Distractions- One of the items omitted on
the before takeoff checklist was turning on the Traffic Collision Avoidance
System (TCAS). Shortly after becoming airborne, the crew continued to try to
"catch up" on the checklist items that should have been completed prior to
takeoff. Both pilots were working inside the cockpit and neither was looking
outside for conflicting traffic. Due to all the previous unmitigated behavior
problems, a perfectly airworthy aircraft was involved in a mid-air collision.

RECOMMENDATIONS
These accident scenarios are a
classic representation of human error in its purest form. Human performance is a
complex and challenging science. More attention needs to be focused on "why
pilots do some of the things they do (or don't do)," and what the associated
consequences of those actions might be. Recommendations for improving the system
should address the following areas:
1.
Training facilities must put more emphasis on human performance.
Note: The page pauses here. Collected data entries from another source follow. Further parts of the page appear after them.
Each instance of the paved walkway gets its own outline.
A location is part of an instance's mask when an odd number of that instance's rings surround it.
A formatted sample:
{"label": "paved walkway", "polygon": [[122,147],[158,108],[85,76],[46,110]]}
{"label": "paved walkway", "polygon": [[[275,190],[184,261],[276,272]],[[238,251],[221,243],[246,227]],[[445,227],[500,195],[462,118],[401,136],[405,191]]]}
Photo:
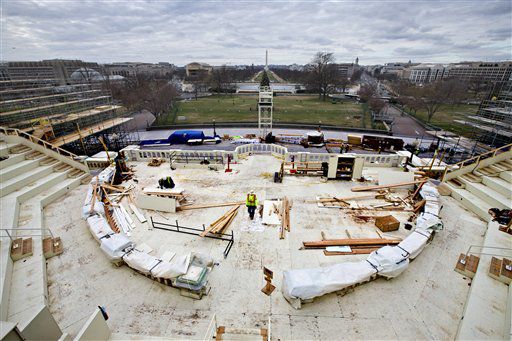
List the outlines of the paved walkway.
{"label": "paved walkway", "polygon": [[388,114],[394,118],[391,130],[393,135],[419,137],[428,136],[425,129],[416,120],[407,114],[403,114],[395,107],[388,106]]}

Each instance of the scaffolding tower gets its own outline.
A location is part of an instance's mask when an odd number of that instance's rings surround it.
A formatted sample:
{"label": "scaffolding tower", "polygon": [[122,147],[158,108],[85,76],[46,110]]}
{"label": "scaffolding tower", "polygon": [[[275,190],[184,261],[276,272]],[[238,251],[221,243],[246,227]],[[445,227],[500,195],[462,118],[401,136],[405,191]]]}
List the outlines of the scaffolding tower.
{"label": "scaffolding tower", "polygon": [[258,129],[260,137],[265,138],[272,132],[272,112],[274,94],[270,86],[260,86],[258,97]]}

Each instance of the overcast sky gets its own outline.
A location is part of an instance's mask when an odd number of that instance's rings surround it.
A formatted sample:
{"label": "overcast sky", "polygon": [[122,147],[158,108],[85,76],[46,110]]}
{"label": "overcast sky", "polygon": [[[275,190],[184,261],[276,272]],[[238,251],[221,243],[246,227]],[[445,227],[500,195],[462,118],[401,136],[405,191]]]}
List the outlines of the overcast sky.
{"label": "overcast sky", "polygon": [[504,1],[0,0],[1,59],[213,65],[512,59]]}

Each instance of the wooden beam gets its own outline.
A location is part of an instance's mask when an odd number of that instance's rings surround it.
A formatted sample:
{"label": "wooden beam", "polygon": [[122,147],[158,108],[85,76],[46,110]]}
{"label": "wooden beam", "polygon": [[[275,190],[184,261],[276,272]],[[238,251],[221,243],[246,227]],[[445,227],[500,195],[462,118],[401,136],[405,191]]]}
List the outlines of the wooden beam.
{"label": "wooden beam", "polygon": [[237,206],[245,204],[245,201],[237,201],[237,202],[225,202],[219,204],[205,204],[205,205],[190,205],[190,206],[180,206],[177,207],[177,211],[187,211],[187,210],[197,210],[200,208],[211,208],[211,207],[224,207],[224,206]]}
{"label": "wooden beam", "polygon": [[400,239],[384,238],[350,238],[350,239],[327,239],[319,241],[302,242],[305,248],[323,249],[327,246],[358,246],[358,245],[397,245]]}
{"label": "wooden beam", "polygon": [[353,249],[350,252],[324,250],[324,255],[326,255],[326,256],[368,255],[378,249],[379,249],[378,247],[370,247],[370,248],[365,248],[365,249]]}
{"label": "wooden beam", "polygon": [[386,189],[386,188],[395,188],[395,187],[416,185],[416,184],[424,183],[424,182],[427,182],[427,181],[428,181],[428,179],[422,179],[422,180],[415,180],[415,181],[408,181],[408,182],[400,182],[400,183],[391,184],[391,185],[352,187],[352,192],[376,191],[376,190],[379,190],[379,189]]}

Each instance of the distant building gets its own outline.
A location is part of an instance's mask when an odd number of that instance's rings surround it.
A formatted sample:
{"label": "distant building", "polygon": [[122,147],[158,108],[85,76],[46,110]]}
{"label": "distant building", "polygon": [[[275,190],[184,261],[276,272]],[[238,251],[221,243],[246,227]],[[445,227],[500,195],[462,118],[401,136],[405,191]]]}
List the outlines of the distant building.
{"label": "distant building", "polygon": [[446,67],[441,64],[419,64],[412,66],[407,71],[402,71],[402,77],[407,76],[411,83],[430,83],[447,76]]}
{"label": "distant building", "polygon": [[[386,68],[387,65],[384,67]],[[383,69],[384,69],[383,68]],[[448,65],[419,64],[404,68],[401,78],[412,83],[423,84],[442,78],[455,78],[464,81],[482,79],[489,82],[501,82],[509,79],[512,74],[512,62],[462,62]]]}
{"label": "distant building", "polygon": [[458,79],[481,78],[486,81],[506,81],[512,74],[512,61],[488,62],[462,62],[450,64],[448,77]]}
{"label": "distant building", "polygon": [[156,77],[172,77],[175,66],[170,63],[112,63],[104,65],[108,75],[118,75],[123,77],[132,77],[137,74],[153,75]]}
{"label": "distant building", "polygon": [[187,77],[197,76],[200,73],[211,74],[213,67],[206,63],[192,62],[185,66]]}
{"label": "distant building", "polygon": [[336,64],[339,76],[342,78],[350,78],[354,74],[354,71],[359,69],[359,65],[355,63],[338,63]]}

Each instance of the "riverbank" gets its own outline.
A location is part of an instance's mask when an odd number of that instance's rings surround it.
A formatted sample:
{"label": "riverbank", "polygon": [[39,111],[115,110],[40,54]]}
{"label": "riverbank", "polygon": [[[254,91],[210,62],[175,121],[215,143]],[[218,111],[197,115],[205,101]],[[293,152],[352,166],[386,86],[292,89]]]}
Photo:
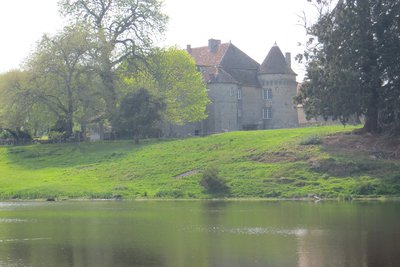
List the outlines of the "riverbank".
{"label": "riverbank", "polygon": [[[354,127],[183,140],[0,147],[1,199],[342,198],[400,195],[398,140]],[[226,184],[200,185],[205,169]]]}

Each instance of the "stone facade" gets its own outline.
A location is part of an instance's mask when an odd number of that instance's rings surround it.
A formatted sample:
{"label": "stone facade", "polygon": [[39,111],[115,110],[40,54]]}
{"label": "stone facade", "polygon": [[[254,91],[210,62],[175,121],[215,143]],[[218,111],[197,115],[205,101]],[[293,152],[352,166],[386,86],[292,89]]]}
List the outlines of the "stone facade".
{"label": "stone facade", "polygon": [[289,128],[298,126],[293,98],[296,74],[290,53],[277,45],[260,65],[232,43],[210,39],[208,46],[191,48],[207,83],[211,104],[208,118],[181,127],[169,126],[169,136],[208,135],[226,131]]}

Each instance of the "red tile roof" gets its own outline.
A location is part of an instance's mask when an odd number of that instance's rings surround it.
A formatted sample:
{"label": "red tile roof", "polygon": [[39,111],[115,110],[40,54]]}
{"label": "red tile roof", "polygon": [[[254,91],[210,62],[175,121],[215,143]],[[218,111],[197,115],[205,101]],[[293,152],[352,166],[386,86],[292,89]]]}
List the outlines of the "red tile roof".
{"label": "red tile roof", "polygon": [[210,51],[208,46],[188,49],[204,81],[259,86],[256,61],[231,43],[218,44],[215,48],[215,51]]}
{"label": "red tile roof", "polygon": [[217,67],[221,64],[230,43],[220,44],[215,53],[210,52],[208,46],[191,48],[189,54],[198,66]]}

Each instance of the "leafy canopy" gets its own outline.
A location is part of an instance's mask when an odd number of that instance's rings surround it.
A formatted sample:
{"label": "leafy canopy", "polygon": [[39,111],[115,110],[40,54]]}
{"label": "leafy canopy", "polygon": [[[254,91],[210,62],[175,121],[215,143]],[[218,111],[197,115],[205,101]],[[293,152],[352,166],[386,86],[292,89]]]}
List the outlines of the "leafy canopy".
{"label": "leafy canopy", "polygon": [[367,132],[400,129],[400,1],[313,0],[320,11],[306,27],[309,40],[299,59],[307,74],[297,102],[308,117],[346,123],[365,118]]}
{"label": "leafy canopy", "polygon": [[206,118],[209,103],[206,85],[194,60],[175,47],[156,50],[137,73],[123,75],[123,87],[128,90],[149,88],[166,104],[167,121],[182,125]]}

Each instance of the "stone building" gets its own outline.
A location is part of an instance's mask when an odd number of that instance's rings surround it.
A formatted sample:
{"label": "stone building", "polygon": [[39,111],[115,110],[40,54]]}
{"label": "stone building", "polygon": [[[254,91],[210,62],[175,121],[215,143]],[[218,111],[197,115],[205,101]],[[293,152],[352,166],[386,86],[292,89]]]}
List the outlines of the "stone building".
{"label": "stone building", "polygon": [[260,65],[232,43],[210,39],[204,47],[187,46],[202,73],[211,104],[208,118],[183,127],[169,127],[167,135],[207,135],[225,131],[298,126],[293,104],[296,74],[291,55],[277,45]]}

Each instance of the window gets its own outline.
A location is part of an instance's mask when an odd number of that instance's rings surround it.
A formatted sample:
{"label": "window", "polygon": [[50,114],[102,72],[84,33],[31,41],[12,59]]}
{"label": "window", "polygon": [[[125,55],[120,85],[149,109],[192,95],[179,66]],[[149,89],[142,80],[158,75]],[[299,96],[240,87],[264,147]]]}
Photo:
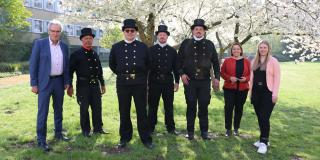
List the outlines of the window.
{"label": "window", "polygon": [[29,27],[27,27],[25,31],[31,32],[32,31],[32,19],[28,18],[27,22],[29,23]]}
{"label": "window", "polygon": [[54,5],[55,5],[55,12],[63,13],[61,0],[55,1]]}
{"label": "window", "polygon": [[33,0],[33,7],[43,8],[43,0]]}
{"label": "window", "polygon": [[31,0],[25,0],[23,4],[26,7],[31,7]]}
{"label": "window", "polygon": [[49,21],[43,21],[43,32],[48,32]]}
{"label": "window", "polygon": [[32,30],[34,33],[42,33],[43,32],[42,20],[33,20]]}
{"label": "window", "polygon": [[67,25],[65,26],[65,31],[68,36],[73,36],[73,26],[72,25]]}
{"label": "window", "polygon": [[75,36],[81,35],[81,27],[80,26],[74,26],[74,35]]}
{"label": "window", "polygon": [[45,9],[48,11],[54,11],[54,1],[53,0],[45,0]]}

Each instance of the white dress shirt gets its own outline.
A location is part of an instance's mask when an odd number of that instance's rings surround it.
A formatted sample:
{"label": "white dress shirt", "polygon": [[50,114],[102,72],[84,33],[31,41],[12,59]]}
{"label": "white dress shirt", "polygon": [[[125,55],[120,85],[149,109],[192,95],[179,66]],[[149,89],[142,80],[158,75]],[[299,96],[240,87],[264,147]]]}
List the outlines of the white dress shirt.
{"label": "white dress shirt", "polygon": [[58,76],[63,73],[63,54],[60,47],[60,41],[56,45],[54,45],[49,38],[50,41],[50,53],[51,53],[51,72],[50,76]]}

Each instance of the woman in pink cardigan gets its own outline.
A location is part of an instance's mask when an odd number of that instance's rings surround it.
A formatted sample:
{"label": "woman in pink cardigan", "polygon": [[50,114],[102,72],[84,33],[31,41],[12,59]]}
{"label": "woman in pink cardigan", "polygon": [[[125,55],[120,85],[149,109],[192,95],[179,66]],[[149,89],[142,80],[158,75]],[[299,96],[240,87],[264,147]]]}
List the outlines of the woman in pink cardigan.
{"label": "woman in pink cardigan", "polygon": [[271,56],[271,48],[267,41],[258,45],[258,51],[251,67],[250,89],[251,103],[258,117],[260,140],[253,145],[258,153],[265,154],[269,144],[270,116],[278,100],[280,85],[280,65]]}

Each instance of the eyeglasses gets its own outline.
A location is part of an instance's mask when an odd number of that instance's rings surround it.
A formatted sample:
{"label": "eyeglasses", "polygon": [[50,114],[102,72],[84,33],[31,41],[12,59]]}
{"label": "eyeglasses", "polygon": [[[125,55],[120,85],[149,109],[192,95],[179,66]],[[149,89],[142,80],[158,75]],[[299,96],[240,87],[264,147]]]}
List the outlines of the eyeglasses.
{"label": "eyeglasses", "polygon": [[59,30],[51,30],[50,29],[50,32],[52,32],[52,33],[60,33],[61,31],[59,31]]}
{"label": "eyeglasses", "polygon": [[134,33],[136,30],[134,30],[134,29],[126,29],[126,30],[124,30],[126,33],[129,33],[129,32],[131,32],[131,33]]}

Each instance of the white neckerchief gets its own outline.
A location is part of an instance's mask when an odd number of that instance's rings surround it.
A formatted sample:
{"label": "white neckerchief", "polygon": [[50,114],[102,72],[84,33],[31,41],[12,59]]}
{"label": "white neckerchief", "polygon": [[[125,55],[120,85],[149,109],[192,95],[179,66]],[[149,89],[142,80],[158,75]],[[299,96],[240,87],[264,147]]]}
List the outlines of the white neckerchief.
{"label": "white neckerchief", "polygon": [[156,42],[157,44],[159,44],[159,46],[161,46],[162,48],[165,47],[167,45],[167,43],[160,43],[158,40]]}
{"label": "white neckerchief", "polygon": [[127,39],[124,39],[124,41],[126,42],[126,43],[132,43],[133,41],[135,41],[135,39],[134,40],[132,40],[132,41],[129,41],[129,40],[127,40]]}
{"label": "white neckerchief", "polygon": [[202,36],[201,38],[197,38],[196,36],[193,36],[193,39],[196,41],[201,41],[204,38],[204,36]]}

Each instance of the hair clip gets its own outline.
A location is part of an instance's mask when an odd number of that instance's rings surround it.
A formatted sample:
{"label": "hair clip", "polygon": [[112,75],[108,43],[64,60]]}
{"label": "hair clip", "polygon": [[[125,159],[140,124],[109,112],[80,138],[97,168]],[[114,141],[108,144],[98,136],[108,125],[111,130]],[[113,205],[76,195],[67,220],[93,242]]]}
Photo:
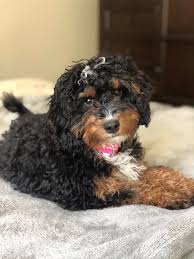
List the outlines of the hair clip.
{"label": "hair clip", "polygon": [[[105,61],[106,61],[105,57],[99,57],[97,64],[94,66],[94,69],[97,68],[98,66],[104,64]],[[80,85],[81,82],[87,83],[86,79],[87,79],[88,75],[94,76],[94,77],[98,76],[98,74],[96,72],[94,72],[94,70],[92,70],[90,66],[87,65],[81,72],[81,75],[80,75],[81,78],[77,81],[78,85]]]}
{"label": "hair clip", "polygon": [[105,57],[99,57],[98,59],[99,59],[99,61],[98,61],[98,63],[94,66],[94,68],[97,68],[98,66],[104,64],[105,61],[106,61]]}

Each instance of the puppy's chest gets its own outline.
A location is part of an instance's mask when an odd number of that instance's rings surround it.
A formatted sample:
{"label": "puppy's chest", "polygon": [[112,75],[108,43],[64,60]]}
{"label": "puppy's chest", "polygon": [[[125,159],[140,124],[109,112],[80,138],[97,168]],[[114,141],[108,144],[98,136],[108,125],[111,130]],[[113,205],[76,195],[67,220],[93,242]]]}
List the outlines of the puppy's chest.
{"label": "puppy's chest", "polygon": [[118,153],[117,156],[104,159],[132,180],[138,180],[139,175],[145,170],[145,166],[138,163],[129,152]]}

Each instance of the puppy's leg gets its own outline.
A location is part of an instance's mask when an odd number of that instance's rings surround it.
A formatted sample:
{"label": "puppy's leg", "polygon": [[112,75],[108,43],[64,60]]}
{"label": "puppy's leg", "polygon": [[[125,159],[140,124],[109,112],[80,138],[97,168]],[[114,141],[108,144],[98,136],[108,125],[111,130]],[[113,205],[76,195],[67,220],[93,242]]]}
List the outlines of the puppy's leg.
{"label": "puppy's leg", "polygon": [[113,170],[109,177],[95,178],[95,193],[97,198],[111,201],[110,206],[147,204],[184,209],[194,205],[194,179],[165,167],[145,170],[138,181]]}
{"label": "puppy's leg", "polygon": [[[185,209],[194,205],[194,179],[186,178],[171,168],[148,168],[134,184],[134,190],[133,204],[167,209]],[[131,204],[131,199],[129,202]]]}
{"label": "puppy's leg", "polygon": [[119,206],[123,201],[132,202],[134,191],[129,178],[113,169],[110,176],[94,178],[95,196],[107,204],[106,206]]}

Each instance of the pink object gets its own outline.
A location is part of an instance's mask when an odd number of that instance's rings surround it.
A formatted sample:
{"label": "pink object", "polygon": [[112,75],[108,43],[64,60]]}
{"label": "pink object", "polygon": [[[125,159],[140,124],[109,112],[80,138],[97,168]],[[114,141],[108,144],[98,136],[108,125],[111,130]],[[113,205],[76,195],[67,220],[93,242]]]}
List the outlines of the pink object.
{"label": "pink object", "polygon": [[104,147],[97,148],[98,152],[106,156],[116,156],[118,154],[119,145],[118,144],[108,144]]}

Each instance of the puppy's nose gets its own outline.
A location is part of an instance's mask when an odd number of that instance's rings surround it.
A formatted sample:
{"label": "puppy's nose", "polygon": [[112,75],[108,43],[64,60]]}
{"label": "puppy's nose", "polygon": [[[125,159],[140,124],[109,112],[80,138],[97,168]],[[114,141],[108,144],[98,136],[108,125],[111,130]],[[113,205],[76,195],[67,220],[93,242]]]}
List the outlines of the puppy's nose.
{"label": "puppy's nose", "polygon": [[109,120],[104,123],[104,129],[109,133],[116,133],[119,130],[120,123],[118,120]]}

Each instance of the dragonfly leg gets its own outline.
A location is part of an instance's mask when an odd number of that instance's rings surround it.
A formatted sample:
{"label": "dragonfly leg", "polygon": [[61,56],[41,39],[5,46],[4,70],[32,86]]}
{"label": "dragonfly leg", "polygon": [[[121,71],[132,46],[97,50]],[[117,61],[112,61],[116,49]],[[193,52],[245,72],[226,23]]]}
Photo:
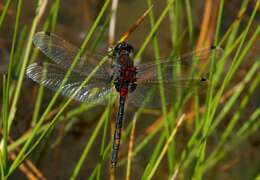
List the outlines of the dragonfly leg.
{"label": "dragonfly leg", "polygon": [[137,84],[136,83],[131,83],[130,86],[129,86],[129,92],[133,92],[137,87]]}

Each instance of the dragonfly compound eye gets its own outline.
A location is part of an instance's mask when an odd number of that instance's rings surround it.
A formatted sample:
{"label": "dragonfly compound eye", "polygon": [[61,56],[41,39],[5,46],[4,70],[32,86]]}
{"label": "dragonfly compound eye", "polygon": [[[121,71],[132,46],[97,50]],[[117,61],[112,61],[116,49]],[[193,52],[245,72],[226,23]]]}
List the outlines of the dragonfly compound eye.
{"label": "dragonfly compound eye", "polygon": [[128,53],[132,53],[134,51],[134,48],[133,48],[133,46],[131,46],[127,42],[121,42],[121,43],[116,45],[116,47],[115,47],[116,52],[120,53],[123,50],[127,51]]}

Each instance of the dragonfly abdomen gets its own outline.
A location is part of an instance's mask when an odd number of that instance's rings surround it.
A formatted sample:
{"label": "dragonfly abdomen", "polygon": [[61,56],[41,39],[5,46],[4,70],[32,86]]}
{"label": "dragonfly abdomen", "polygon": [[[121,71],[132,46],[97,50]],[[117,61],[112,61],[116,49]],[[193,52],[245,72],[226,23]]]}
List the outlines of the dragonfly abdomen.
{"label": "dragonfly abdomen", "polygon": [[120,96],[119,110],[118,110],[117,117],[116,117],[114,142],[112,145],[111,165],[113,168],[116,167],[118,151],[119,151],[119,147],[120,147],[121,131],[122,131],[122,126],[123,126],[123,118],[124,118],[125,100],[126,100],[126,96]]}

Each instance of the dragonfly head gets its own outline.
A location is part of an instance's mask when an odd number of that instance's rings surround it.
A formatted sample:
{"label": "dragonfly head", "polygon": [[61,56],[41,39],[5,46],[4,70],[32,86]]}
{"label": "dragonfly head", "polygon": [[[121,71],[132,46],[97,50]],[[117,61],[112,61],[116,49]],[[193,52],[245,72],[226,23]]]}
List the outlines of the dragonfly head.
{"label": "dragonfly head", "polygon": [[134,48],[127,42],[118,43],[113,49],[113,57],[120,66],[133,66]]}
{"label": "dragonfly head", "polygon": [[114,54],[126,54],[130,55],[134,52],[133,46],[128,44],[127,42],[120,42],[114,48]]}

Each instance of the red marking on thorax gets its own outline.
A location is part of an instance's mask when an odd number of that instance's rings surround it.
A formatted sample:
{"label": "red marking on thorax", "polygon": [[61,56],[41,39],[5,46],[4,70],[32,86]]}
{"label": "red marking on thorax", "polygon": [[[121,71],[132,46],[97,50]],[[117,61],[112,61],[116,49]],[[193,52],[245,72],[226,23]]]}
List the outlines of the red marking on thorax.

This might be
accomplished with a stand-alone training module that addresses
this area in more detail.
2. CRM
training needs to become mandated for all flight operations (currently,
the FAA does not require Part 135 on-demand charter pilots to have formal CRM
training).
3. CRM
Facilitators should have some formal training on proper training and
debriefing methods.
4.
Simulator training should concentrate on more realistic flight and
emergency/abnormal scenarios and avoid simultaneous unrelated systems failures,
compounded by the worst possible weather.
5.
During ground school and simulator training, an emphasis should be made that
"routine flight operations" can become a significant threat and complacency can
exacerbate the problem.
6. Pilot
selection, particularly below the airline level (i.e., Part 135 charter and
corporate aviation) should implement or expand on the use of psychological
testing.
7. All
pilots should be required to take a formal (credit or non-credit) course on
psychology.
CONCLUSION
In summary, routine flight operations, as benign as
it sounds, can and will continue to be a latent threat to flightcrews. Training
facilities and pilots need to increase their vigilance of this threat and expand
on safeguards and awareness training.
On a research level, both NASA
and FAA have stepped up investigation into this area. NASA's research on
Cognitive Performance in Aviation Training and Operations, and FAA's AAR-100
Human Factors Division, continue to provide valuable data for incorporation into
aviation training programs at all levels.